Wagar, who practices in a coven, hopes to spread that message at the University of Alberta where he’s serving as the institution’s first ever Wicca chaplain since September 2014.

The U of A Chaplains Association hosts 14 chaplains, including a Catholic, Muslim, Buddhist and Jewish chaplain. While it’s typical for post-secondary institutions to accommodate “mainstream” faiths, Wagar supports a more “unknown” minority religion. In the Government of Canada’s 2011 National Household Survey, only 10,225 Canadians and 1,535 Albertans identified as Wiccan.

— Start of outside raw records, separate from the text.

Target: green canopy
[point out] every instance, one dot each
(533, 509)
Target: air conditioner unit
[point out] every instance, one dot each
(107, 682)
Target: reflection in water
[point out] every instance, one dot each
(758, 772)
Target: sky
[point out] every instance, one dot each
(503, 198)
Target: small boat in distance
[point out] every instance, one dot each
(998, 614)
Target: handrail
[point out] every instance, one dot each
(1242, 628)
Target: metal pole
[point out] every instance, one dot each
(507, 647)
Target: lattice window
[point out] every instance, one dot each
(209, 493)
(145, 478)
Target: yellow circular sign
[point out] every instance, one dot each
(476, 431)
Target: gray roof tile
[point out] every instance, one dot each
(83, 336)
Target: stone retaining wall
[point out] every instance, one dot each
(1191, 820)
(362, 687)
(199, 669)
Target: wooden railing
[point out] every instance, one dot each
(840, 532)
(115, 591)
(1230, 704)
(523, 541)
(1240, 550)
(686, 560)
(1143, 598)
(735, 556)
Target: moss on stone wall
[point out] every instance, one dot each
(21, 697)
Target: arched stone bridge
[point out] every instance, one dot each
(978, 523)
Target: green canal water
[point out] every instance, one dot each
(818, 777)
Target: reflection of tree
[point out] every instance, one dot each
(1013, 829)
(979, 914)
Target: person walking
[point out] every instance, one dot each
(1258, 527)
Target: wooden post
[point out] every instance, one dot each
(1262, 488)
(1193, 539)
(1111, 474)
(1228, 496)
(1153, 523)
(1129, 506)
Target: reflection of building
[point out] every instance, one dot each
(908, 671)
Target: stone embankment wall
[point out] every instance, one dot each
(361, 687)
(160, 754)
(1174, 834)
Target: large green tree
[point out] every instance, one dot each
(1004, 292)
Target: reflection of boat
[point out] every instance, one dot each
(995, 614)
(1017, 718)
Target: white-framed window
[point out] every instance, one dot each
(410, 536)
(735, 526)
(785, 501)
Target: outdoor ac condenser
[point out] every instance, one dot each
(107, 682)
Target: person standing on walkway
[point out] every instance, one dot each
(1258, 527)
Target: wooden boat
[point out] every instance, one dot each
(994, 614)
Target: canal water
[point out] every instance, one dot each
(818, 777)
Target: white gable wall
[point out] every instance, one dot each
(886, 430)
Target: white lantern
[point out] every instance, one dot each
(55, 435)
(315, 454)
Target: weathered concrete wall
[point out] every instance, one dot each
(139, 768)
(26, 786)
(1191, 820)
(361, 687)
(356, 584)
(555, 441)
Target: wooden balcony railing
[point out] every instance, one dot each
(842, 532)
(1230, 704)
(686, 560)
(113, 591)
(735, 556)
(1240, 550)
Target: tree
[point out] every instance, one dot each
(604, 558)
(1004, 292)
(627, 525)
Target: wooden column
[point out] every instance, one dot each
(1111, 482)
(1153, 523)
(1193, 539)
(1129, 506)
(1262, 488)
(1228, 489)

Wagar says when he tells someone he’s Wiccan, they usually try to convert him to Christianity or ask him if he worships the devil. After 30 years of acting as a Wiccan high priest, Wagar doesn’t get offended when people find him and his religion odd or bizarre.

“Well, they’re right,” Wagar says. “Wicca is unusual in that all of our clergy people are expected to have mystical trance experiences. So yeah, that is mysterious and weird.”

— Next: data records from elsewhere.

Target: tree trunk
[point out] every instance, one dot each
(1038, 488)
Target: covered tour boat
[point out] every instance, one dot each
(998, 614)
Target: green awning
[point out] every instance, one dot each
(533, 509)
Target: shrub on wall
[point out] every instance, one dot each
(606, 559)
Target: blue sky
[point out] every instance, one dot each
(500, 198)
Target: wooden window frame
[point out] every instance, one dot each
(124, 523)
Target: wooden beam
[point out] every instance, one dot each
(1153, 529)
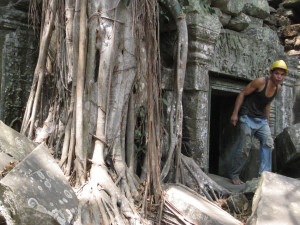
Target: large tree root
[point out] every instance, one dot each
(103, 202)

But “mysterious and weird” doesn’t necessarily mean evil, like the stereotypical long-nosed, pointy-hat-wearing, black magic-performing antagonist wenches that eat children in TV and fiction.

“A lot of what people think about Wicca come from fairy tales or from Disney,” he says. “We’re probably the only religion in the world that has the Wicked Witch of the West from The Wizard of Oz and Disney characters defining the notion of who we are.

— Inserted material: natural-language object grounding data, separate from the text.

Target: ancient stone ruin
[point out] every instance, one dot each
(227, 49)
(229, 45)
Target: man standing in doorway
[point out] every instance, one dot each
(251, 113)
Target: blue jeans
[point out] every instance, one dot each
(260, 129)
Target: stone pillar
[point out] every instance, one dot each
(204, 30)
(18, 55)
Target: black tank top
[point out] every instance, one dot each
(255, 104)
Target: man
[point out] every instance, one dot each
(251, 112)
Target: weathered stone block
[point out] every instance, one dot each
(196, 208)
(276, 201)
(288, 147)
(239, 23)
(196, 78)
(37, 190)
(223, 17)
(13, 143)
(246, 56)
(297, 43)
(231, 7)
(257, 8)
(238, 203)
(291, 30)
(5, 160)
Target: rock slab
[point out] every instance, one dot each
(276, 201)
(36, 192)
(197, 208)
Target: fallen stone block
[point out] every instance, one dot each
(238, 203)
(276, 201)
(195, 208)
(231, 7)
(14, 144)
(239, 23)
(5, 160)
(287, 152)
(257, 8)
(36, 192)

“We aren’t interested in cursing people and we’re not based on somebody’s fantasy life … It’s all a load of crap.”

Wiccans also don’t associate with Satan, endorse sexual assault or sacrifice cats. But they do perform rituals, such as blessing objects for protection or fertility spells for harvest growth. Some Wiccan rituals do require an athame, a double-sided knife, but not to harm — they’re used as a beacon of energy in some spells.

And when Wagar arrives on campus, he takes the bus — not a magical flying wooden broom. The only symbol Wiccans hone is an upright pentagon, with each point representing earth, air, fire, water and the spirit, which ties the four elements together.

And the colour black?

“I have been told that many priestesses like to wear the colour black because it’s slimming,” Wagar says with a chuckle. “It’s a good neutral colour and easy to work with. I have a black robe, but only because I was given one.”

In addition to serving as the U of A’s Wiccan Chaplain, Wagar is also the High Priest of the Congregationalist Wiccan Assembly of Alberta’s Ravenwood Temple, located in Edmonton.

As a high priest and chaplain, Wagar’s goals include assisting the U of A’s Wiccan and Pagan community spiritually, working with other faiths and educating and informing others about the basic beliefs of Wicca.

While there is a large mainstream religion population at the U of A, Wagar has been supporting a “small group” of students, faculty and staff who ascribe to Wicca. Many of them have yet to “step out of the broom closet,” and publicly declare their faith out of fear of discrimination, Wagar says. But they’ve been “delighted” to have a Wicca chaplain for the first time, especially if they start to question their faith, just like Wagar did 33 years ago.

“You don’t want people to think you’re odd when you’re just trying to find your way,” Wagar says. “People aren’t as comfortable coming out of the closet as Wiccan. I’m here to offer that support.”